Hal lain yang mendorong untuk ada program mengundang dosen asing, sebagaimana kita ketahui, sekarang ini terdapat ribuan mahasiswa pascasarjana di luar negeri. Untuk mengirim satu mahasiswa program doktor, pemerintah dipastikan harus menyediakan anggaran lebih dari Rp 1 miliar sampai selesai program. Kalau yang kita undang satu dosen jelas tidak sampai Rp 0,5 miliar dan bisa dimanfaatkan lebih dari 20 mahasiswa dan dosen muda. Artinya, lebih efisien mengundang dosen asing profesional daripada mengirim mahasiswa. Meski mengirim mahasiswa ke luar negeri harus tetap diperlukan.
Paling tidak ada dua pengertian mengancam dalam konteks dosen asing. Pertama, mengancam pekerjaan dan eksistensi dosen Indonesia. Kedua, mengancam nilai-nilai, budaya lokal, bahkan rasa keindonesiaan dan kebangsaan, atau nilai lain.

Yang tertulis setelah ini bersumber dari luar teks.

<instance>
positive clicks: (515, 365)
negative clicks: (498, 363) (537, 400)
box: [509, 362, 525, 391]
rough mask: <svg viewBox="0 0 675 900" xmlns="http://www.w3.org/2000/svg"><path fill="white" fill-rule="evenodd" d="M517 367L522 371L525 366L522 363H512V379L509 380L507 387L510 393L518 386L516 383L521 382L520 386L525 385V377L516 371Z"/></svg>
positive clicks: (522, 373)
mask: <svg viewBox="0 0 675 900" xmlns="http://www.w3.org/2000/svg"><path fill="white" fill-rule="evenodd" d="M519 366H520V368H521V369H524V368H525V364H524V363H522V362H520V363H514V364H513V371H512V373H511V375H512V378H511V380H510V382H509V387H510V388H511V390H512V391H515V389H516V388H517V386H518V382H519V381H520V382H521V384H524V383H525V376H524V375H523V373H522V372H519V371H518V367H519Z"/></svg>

Untuk diketahui, dari 165.000 dosen dalam negeri, hanya sekitar 200 dosen asing berkualitas dan berkompeten yang akan diundang dalam berbagai bentuk skema program. Diharapkan dosen Indonesia dapat berkolaborasi dengan mereka dan memanfaatkan peluang.
Beberapa kegiatan seperti menulis proposal untuk menarik dana penelitian dari institusi internasional, melakukan penelitian bersama, menghasilkan inovasi atau paten bersama, pemanfaatan laboratorium di tempat asal dosen asing, supervisi bersama, publikasi di jurnal bereputasi bersama. Dengan demikian sudah seharusnya dosen asing yang memiliki kualifikasi tinggi tersebut, yang jumlahnya terbatas, tidak dianggap ancaman, tetapi peluang untuk meningkatkan produktivitas Tridharma PT, khususnya penelitian.
Di dalam Rencana Strategis 2015-2019 Kemristek dan Dikti, antara lain, disebutkan bahwa arah PT adalah untuk membangun karakter bangsa, membangun budaya agar bangsa kita berdaya saing tinggi. Merupakan tugas sivitas akademika PT, khususnya dosen, untuk menanamkan nilai-nilai agama, Pancasila, kebangsaan, bela negara, nilai-nilai lokal, kepribadian, dan nilai-nilai keindonesiaan.
Dosen asing yang terseleksi tentu kecil kemungkinan mengancam nilai-nilai tersebut jika dosen Indonesia yang jumlahnya ratusan ribu tak saja menanamkan, tetapi memberikan teladan dalam kehidupannya. Berdasar UU No 12/2012, Pasal 35 Ayat 3, dinyatakan kurikulum pendidikan tinggi wajib memuat mata kuliah Agama, Pancasila, Pendidikan Kewarganegaraan, dan Bahasa Indonesia untuk program sarjana dan diploma. Jika para dosen Indonesia berkomitmen dan bertanggung jawab akan tertanamnya nilai-nilai tersebut, maka tidak perlu terlalu khawatir dosen asing akan mengancam nilai-nilai yang dimaksud.